April Cruelest Month for Stock Funds

May 2, 2002 (PLANSPONSOR.com) - April disappointed investors, despite promises of a rebound made by a slew of positive economic data, as the average diversified US stock mutual fund dipped by 3.7% on average, bringing year-to-date totals into negative territory.

Investors, still jittery from the accounting scandals spawned by Enron, remained skeptical over the outlook for corporate profits and reduced their equity bets.

After a flat first quarter, April’s performance brought the return of the average US stock fund down by 3.3% for the first four months of the year, according to data from Lipper, Inc.

In comparison, in April:

  • the Dow Jones Industrial Average dropped 4.4%
  • the Nasdaq composite index plummeted 8.5%
  • the Standard & Poor’s 500 index lost 6.1%.

Nevertheless, despite the unfriendly market conditions, small-cap value and gold funds managed to provide some bright spots, rising 2.2% and 6.4% respectively.

Still, the funds in the volatile technology and telecom sectors are still taking a beating.

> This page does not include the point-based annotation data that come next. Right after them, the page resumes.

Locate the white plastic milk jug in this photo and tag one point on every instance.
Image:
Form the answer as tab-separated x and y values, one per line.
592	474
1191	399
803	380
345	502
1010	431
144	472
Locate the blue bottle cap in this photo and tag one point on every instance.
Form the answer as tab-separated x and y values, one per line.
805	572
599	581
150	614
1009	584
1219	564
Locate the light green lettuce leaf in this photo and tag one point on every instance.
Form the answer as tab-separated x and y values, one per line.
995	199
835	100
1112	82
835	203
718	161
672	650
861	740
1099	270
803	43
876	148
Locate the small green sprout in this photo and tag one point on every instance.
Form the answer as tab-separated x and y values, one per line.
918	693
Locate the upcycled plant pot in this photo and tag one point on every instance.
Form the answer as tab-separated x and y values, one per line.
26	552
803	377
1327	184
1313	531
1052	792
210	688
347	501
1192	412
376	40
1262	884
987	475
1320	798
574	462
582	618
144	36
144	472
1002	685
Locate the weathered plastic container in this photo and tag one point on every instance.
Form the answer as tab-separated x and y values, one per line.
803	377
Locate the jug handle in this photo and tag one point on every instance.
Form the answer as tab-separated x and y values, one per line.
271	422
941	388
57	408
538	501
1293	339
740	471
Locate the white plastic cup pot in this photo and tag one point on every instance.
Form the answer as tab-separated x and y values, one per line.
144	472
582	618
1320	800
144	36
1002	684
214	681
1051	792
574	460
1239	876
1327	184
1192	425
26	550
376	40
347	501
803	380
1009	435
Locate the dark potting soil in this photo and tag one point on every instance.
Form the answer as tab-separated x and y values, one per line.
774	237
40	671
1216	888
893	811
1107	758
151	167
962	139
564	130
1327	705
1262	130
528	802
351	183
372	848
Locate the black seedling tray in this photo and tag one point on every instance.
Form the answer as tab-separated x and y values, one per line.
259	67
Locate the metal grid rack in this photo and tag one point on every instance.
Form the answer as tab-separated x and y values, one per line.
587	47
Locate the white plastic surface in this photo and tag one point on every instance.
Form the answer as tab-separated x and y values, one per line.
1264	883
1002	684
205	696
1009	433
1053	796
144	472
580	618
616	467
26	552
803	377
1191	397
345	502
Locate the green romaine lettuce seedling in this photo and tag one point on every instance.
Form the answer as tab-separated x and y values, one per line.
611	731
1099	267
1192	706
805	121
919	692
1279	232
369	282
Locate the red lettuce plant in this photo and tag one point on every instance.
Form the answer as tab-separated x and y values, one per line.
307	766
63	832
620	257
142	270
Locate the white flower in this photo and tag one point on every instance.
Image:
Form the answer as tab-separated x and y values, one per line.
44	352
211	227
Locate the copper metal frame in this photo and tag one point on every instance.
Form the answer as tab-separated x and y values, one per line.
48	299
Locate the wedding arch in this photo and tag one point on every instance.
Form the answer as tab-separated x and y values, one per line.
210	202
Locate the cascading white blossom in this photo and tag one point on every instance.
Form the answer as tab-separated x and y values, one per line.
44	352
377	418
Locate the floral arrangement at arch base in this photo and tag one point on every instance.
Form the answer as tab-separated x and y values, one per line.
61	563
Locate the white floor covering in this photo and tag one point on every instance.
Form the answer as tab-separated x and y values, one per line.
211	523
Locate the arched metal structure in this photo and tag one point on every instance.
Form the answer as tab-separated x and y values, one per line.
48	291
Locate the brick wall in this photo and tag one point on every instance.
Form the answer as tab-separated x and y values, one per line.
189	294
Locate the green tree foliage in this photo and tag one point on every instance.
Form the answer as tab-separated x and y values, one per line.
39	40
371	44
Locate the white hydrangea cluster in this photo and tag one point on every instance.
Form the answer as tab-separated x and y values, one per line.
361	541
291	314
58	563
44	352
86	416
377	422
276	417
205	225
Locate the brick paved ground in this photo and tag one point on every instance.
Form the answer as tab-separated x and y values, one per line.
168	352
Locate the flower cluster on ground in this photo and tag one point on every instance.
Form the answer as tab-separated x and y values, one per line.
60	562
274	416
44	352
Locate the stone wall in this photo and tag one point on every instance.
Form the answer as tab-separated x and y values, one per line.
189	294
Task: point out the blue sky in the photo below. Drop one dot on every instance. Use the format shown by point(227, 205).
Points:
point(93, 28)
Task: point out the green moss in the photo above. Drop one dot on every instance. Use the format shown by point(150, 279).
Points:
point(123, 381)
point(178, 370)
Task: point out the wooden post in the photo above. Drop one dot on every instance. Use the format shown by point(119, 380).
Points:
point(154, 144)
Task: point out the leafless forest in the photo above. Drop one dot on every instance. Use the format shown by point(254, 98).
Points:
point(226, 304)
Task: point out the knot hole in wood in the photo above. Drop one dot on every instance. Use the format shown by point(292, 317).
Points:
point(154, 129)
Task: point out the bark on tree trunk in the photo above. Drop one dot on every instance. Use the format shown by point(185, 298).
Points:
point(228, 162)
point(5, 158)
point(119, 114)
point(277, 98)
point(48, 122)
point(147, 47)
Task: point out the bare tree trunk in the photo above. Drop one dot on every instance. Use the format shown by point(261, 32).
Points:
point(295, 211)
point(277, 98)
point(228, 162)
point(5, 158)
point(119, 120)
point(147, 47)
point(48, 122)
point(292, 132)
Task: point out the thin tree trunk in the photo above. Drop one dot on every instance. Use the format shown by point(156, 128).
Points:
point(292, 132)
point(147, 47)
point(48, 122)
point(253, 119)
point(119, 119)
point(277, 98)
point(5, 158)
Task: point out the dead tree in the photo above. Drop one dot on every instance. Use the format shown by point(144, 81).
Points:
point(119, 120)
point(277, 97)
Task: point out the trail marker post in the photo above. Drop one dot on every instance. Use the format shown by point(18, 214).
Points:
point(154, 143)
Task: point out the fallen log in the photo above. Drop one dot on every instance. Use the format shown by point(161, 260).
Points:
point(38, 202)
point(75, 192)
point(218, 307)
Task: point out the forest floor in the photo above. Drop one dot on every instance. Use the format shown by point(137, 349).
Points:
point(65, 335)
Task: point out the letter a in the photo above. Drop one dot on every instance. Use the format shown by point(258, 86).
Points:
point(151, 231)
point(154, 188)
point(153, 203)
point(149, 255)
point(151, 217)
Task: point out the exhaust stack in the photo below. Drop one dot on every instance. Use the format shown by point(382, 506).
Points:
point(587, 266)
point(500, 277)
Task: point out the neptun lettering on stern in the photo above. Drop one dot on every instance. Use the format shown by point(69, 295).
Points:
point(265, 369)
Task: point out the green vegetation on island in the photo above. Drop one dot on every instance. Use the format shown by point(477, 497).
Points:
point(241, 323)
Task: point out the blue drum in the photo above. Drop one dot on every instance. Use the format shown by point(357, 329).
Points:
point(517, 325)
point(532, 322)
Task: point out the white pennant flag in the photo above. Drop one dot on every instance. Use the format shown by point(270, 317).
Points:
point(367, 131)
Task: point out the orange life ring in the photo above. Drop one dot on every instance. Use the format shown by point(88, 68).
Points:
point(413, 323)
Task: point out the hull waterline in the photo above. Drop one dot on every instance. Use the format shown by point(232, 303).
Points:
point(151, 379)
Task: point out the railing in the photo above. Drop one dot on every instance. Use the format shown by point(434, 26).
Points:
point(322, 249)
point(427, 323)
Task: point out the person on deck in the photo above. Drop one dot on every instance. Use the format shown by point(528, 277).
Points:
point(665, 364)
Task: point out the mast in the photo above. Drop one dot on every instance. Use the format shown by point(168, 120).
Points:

According to Lipper, the month’s worst performers were science and technology funds, down 12.2%, while on a year-to-date basis telecom funds, having lost 28.1%, bring up the rear.

Undeterred by the torpid performance, investors are slowly returning to equities, placing a $29.3 billion net into stock funds in March – the sixth consecutive month in which funds saw positive flows.

Though data are not yet available, Lipper notes that investors are believed to have added to funds in April, but at a much slower pace than the previous month.